Les ventes de maison ont diminué en avril, fait-il valoir. La baisse s’élève même à 70 % au Québec. Toutefois, un plus petit nombre de maisons sur le marché atténue la pression à la baisse sur les prix.

« La pandémie ne fournit pas de réponse magique aux problèmes de pénurie de logements et, par conséquent, ce n’est pas une baguette magique qui va résoudre les problèmes d’accessibilité du logement », soutient M. Soper.

« La seule chose qui fournira des logements plus abordables dans nos grandes villes est la construction d’unités. Il n’y a certainement pas plus de maisons en construction pendant une pandémie. Cela aggrave le problème », ajoute-t-il

Les principaux constructeurs montréalais ont tous dit à la Presse canadienne que lorsque le secteur reprendra ses activités dans la province, tous les sites qu’ils exploitaient avant la crise seront de nouveau opérationnels

Les condos continuent de se vendre pendant la pandémie, disent-ils. Les acheteurs visitent les unités en 3D sur des écrans d’ordinateur et signent numériquement les documents de vente.
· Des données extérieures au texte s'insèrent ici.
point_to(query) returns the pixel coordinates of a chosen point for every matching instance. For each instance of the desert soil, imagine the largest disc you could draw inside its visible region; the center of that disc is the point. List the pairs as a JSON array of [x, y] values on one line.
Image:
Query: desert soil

Devimco, la société qui a lancé le renouvellement de Griffintown, vante la Maestria, sa tour de 61 étages qui sera le plus haut immeuble résidentiel de Montréal lorsque les travaux seront terminés. Son vice-président Marco Fontaine dit avoir vendu 20 unités au cours du mois dernier, sans avoir dû en négocier le prix.

IMAGE FOURNIE PAR DEVIMCO

Le futur complexe Maestria

« Ce n’est pas du tout dans notre plan pour le moment de baisser les prix », a-t-il déclaré dans une récente entrevue. Bien qu’il s’attende à une sorte de ralentissement du marché à cause de la pandémie, la reprise économique sera bien lancée lorsque la Maestria sera achevée.

M. Fontaine est bien conscient que de nombreux résidents continueront de travailler de chez eux pendant un certain temps. « Ils habitent un espace qui n’était pas fait pour ça. »

Bien que M. Wachsmuth dit ne pas partager l’optimisme des grands constructeurs montréalais, il parie toujours sur les villes et le sentiment de libération qu’elles procurent. « Il se passe beaucoup de choses, mais on peut aussi y rester anonyme si on le souhaite », lance-t-il.

« [Elles] ne sont pas universellement attrayantes pour tout le monde, mais elles sont, je crois, assez durables pour beaucoup de gens ».